Les messages transmis au CPL par les responsables saoudiens sont, en réalité, d’une autre teneur. En vitrine, ils expliquent que l’élection présidentielle est d’abord une affaire interne. Entre les murs de la diplomatie, ils reposent leur politique au Liban sur deux piliers: le dialogue, tel que l’a initié Saad Hariri concrétisé à travers la formation du gouvernement Salam et la protection des accords de Taëf qui régissent la répartition communautaire du pouvoir. Comprendre, pas d’escalade mais pas de Constituante. Pour préserver ses acquis, l’Arabie saoudite veut pacifier l’atmosphère dans la région, tout en prenant acte du pouvoir et de l’influence de l’arc chiite.
Ces fondamentaux, l’ambassadeur d’Arabie saoudite au Liban, Ali Awad Assiri, les a expliqués au patriarche Béchara Raï, le 16 mai dernier, le premier demandant au second si le «président fort» pourrait toucher aux accords de Taëf.
Combler le vide
La visite de Tammam Salam en Arabie saoudite, la première du Premier ministre à l’étranger depuis sa désignation, n’a pas échappé à la question présidentielle. Lundi soir, quelques heures après son arrivée à Jeddah, le Premier ministre et l’imposante délégation qu’il préside – formée des ministres Akram Chéhayeb, Michel Pharaon, Rachid Derbas, Mohammad Machnouk, Abdel Mottaleb Hennaoui et Elias Bou Saab – se sont rendus au domicile de Saad Hariri, de retour de Paris, pour un dîner au cours duquel il a été question des responsabilités du gouvernement qui prendra dimanche les rênes du pays. La rencontre impromptue de Salam avec le roi Abdallah, quelques minutes avant le départ de ce dernier pour le Maroc, a donné un tout autre cachet à cette visite. Après avoir rencontré le prince héritier Salman Ben Abdel-Aziz, en présence du prince Moqren et de Saoud el-Fayçal, également de retour de Paris, Tammam Salam revient au Liban présider le gouvernement qui assumera «ses responsabilités constitutionnelles».

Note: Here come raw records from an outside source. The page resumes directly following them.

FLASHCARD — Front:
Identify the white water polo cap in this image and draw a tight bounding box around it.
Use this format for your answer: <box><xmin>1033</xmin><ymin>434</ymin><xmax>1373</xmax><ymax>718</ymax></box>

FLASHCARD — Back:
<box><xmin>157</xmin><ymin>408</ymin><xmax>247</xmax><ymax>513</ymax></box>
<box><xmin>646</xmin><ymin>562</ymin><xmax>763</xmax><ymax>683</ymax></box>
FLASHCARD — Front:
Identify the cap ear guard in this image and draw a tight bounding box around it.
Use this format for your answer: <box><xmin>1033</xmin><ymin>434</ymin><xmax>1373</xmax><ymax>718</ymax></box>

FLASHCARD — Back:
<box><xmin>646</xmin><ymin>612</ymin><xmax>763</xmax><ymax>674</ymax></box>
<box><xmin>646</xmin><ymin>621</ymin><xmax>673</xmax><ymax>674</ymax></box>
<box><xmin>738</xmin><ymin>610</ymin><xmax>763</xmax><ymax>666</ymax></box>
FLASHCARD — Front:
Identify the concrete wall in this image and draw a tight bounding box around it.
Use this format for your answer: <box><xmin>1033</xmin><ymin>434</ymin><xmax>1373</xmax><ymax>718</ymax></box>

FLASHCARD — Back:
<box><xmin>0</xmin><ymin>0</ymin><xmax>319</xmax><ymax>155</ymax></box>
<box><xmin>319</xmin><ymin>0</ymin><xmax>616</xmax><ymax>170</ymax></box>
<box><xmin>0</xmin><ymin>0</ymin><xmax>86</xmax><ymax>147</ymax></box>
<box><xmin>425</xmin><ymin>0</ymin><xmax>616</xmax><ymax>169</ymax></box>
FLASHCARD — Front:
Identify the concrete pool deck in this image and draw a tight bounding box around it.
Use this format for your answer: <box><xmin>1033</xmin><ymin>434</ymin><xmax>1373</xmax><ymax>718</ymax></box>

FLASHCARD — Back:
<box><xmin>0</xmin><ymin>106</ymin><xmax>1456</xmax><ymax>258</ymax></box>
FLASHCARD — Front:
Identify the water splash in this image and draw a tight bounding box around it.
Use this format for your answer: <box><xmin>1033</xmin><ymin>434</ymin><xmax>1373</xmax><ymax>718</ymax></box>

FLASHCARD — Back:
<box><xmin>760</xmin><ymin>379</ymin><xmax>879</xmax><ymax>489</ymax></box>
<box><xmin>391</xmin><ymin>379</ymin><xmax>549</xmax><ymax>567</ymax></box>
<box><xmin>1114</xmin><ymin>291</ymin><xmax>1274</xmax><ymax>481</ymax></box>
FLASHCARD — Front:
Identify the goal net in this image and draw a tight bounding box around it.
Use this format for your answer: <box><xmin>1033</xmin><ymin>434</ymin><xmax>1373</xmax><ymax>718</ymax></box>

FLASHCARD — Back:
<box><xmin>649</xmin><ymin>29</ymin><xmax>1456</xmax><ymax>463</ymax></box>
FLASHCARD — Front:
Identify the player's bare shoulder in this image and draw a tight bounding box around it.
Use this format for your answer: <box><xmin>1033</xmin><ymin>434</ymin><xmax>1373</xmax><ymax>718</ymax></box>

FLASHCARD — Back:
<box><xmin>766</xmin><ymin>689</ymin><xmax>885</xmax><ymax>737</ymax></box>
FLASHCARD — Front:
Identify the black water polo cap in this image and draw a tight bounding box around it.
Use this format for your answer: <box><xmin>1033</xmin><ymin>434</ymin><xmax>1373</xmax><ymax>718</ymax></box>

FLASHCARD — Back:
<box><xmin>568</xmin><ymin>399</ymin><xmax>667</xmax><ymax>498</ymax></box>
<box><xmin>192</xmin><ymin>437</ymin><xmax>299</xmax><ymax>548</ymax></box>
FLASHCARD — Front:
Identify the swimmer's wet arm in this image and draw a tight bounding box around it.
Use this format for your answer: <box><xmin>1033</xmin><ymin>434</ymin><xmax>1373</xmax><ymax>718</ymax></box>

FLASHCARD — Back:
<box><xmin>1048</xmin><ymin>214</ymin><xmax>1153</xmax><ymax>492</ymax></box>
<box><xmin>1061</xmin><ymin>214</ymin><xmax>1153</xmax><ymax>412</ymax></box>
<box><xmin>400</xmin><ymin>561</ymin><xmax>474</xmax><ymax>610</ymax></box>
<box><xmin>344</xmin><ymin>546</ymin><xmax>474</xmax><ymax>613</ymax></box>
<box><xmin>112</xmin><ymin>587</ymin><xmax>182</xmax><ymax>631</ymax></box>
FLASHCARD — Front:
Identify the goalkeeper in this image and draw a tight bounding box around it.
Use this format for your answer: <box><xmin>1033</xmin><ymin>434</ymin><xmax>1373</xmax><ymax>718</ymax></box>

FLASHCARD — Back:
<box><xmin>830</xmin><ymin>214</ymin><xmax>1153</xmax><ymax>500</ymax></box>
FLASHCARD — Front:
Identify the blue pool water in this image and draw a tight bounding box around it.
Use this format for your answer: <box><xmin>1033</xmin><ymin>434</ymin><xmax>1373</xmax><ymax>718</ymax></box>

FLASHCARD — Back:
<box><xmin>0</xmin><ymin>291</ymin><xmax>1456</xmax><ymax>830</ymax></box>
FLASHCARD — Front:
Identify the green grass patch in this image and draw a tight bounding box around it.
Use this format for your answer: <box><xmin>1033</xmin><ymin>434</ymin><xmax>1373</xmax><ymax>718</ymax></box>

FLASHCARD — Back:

En quelques heures, l’imminence de l’élection de Michel Aoun, qui a conduit Walid Joumblatt à son lapsus à Brih (voir page 27) a fait pschitt. Et conformément à la stratégie du 8 mars, rallié comme un seul homme derrière le maître de Rabié dans cette bataille présidentielle, le quorum n’a pas été assuré ce jeudi. Lors de la dernière réunion du bloc du Changement et de la Réforme, a été évoquée l’idée de l’assurer pour faire taire ceux qui accusent son camp de torpiller l’élection, au premier rang desquels le patriarche Raï et Michel Sleiman. Aussitôt évoquée, aussitôt écartée. Sans l’assurance de l’élection de leur candidat, le CPL a craint que le 14 mars ne profite de l’occasion pour porter le candidat de Walid Joumblatt Henri Hélou, voire Samir Geagea.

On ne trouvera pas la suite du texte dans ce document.